OK, I need to do a quick degerming session (the kiddo is sick too) and then I am going back to my bed. I figure 48 hours in this apartment will have to make me feel better. I have to go back to work tomorrow!

Friday, January 20, 2012


"Everything is perfect. 
See, I got right to it this time. I didn't make you wait."
 ~The Wizard, AKA, my oncologist.

He obviously remembered I do not like to make small talk when it comes to appointments where I receive scan results!

Here I am, celebrating with a cupcake,
while waiting for my turn in the Chemo Suite.

I am really exhausted and fighting an upset tummy, but I wanted to post a quick update that both of my scans came back as PERFECT.

Thank God and all of you. I know I could not do this without your love and support.


Defying Gravity

My mom helped check off another item from my non-existent bucket list tonight: Seeing Wicked on Broadway!

I had heard from so many people that it was an amazing musical, but I had no idea just how amazing it would be. The cast was beautiful, beyond talented, and it all seemed so effortless to them. The people in charge of the special effects are just as talented. It really is Amazing. If you have the opportunity to go see it, please do. The Lion King & Chicago had nothing on Wicked. 
It  is that good.

Thursday, January 19, 2012

Ice Skating in Central Park...Check!

Besides the fact that Memorial Sloan Kettering is where most cancer patients on the East Coast want to be, this city is perfect for me. New York City is filled with many, many, many distractions. Perfect!

Driving into the city after landing in Newark.

We found this while walking towards
Central Park.

Ice skating in Central Park
at night,
non-existent bucket list item,

It was magical to skate around, look up, and see the historic buildings around us.


(And we actually were pretty darn good on skates!)

Now, I am off for for my cocktail & scans.


Please let tomorrow be as good of a day....please.

Wednesday, January 18, 2012

"I Won't Worry My Life Away...."

It's Travel Day for this melanoma diva. I woke up early because I could not sleep--anyone surprised?--and I have worked myself into a nice little panic. Now I remember why NYC is the perfect city for me: plenty of distractions!

Mr. Spots is still in bed, savoring his last few minutes of sleep, and I can't help but wonder who I am going to come back as. Am I going to be his same girlfriend, the girl who can live a halfway normal life again? Or am I going to have to tell him the scan was dirty? When he picks me up from the airport on Saturday, will we be celebrating or crying?

Damn you, melanoma.

I know that I am simply freaking myself out because the unknown is so darn scary, and I know that once Mr. Spots wakes up, and I really begin my travel day, I will be fine. I, apparently, do not need this much extra time on my hands....

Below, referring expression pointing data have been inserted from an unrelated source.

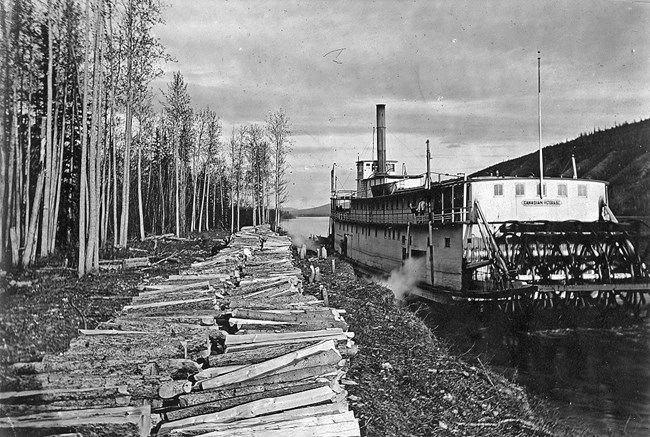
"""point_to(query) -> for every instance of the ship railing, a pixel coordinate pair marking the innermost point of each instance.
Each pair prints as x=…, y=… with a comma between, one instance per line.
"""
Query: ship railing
x=400, y=216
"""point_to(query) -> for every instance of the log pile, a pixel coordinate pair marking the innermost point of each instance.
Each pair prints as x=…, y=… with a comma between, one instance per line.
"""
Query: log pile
x=230, y=346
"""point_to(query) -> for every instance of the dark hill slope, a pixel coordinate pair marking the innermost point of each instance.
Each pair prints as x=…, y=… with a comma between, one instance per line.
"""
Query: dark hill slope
x=620, y=155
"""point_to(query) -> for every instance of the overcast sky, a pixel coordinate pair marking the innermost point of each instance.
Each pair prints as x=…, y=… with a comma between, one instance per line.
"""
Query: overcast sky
x=460, y=73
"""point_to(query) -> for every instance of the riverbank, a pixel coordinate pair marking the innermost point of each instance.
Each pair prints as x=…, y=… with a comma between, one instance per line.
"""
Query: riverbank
x=405, y=382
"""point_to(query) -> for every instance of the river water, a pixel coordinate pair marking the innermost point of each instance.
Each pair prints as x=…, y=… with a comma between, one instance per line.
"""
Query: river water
x=591, y=366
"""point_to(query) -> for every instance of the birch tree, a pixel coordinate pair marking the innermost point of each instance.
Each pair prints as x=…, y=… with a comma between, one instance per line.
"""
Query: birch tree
x=278, y=129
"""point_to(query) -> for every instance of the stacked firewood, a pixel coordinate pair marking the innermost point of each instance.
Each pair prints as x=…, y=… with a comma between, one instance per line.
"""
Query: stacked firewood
x=229, y=347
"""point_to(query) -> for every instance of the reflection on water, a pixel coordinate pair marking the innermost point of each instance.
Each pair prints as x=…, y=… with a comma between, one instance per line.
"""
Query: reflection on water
x=593, y=366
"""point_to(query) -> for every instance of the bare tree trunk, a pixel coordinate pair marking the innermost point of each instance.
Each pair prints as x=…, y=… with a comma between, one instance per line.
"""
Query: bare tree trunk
x=45, y=229
x=195, y=182
x=58, y=177
x=221, y=199
x=207, y=206
x=30, y=238
x=92, y=249
x=232, y=210
x=11, y=189
x=205, y=178
x=162, y=198
x=177, y=194
x=140, y=212
x=126, y=177
x=83, y=190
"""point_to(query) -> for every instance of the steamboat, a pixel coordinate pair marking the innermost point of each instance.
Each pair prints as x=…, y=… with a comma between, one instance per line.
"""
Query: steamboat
x=503, y=238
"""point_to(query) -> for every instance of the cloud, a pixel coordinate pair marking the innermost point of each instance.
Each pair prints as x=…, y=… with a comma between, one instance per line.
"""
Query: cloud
x=462, y=74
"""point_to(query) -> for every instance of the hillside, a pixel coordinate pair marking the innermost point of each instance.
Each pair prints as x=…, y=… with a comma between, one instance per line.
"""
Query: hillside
x=619, y=155
x=318, y=211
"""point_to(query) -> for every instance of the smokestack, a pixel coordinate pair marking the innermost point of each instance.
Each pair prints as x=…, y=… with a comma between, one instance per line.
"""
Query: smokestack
x=381, y=138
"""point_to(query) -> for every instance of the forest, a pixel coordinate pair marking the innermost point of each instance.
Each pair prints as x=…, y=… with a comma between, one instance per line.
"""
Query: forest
x=90, y=159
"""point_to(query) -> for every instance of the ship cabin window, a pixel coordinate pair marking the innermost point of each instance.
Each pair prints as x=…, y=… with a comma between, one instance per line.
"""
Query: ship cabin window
x=520, y=190
x=582, y=190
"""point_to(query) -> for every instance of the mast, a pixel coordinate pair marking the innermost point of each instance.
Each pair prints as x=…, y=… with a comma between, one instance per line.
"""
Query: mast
x=539, y=119
x=381, y=139
x=575, y=170
x=427, y=182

Three of my molemates are also going for important appointments today. My heart and thoughts are with Shawnda, Diane & Jennifer. Love you, ladies. Let us kick some melanoma booty.

Now, we can go listen to Jazon Mraz on repeat. You know, in case you need some positive reinforcement this morning....(OK, maybe that is just me.)

"We will cure this dirty old disease
if you've got the poison I've got the remedy

the remedy is the experience. It is a dangerous liaison
I say the comedy is that its serious. Which is a strange enough new play on words
I say the tragedy is how you're gonna spend the rest of your nights with the light on
So shine the light on all of your friends because it all amounts to nothing in the end.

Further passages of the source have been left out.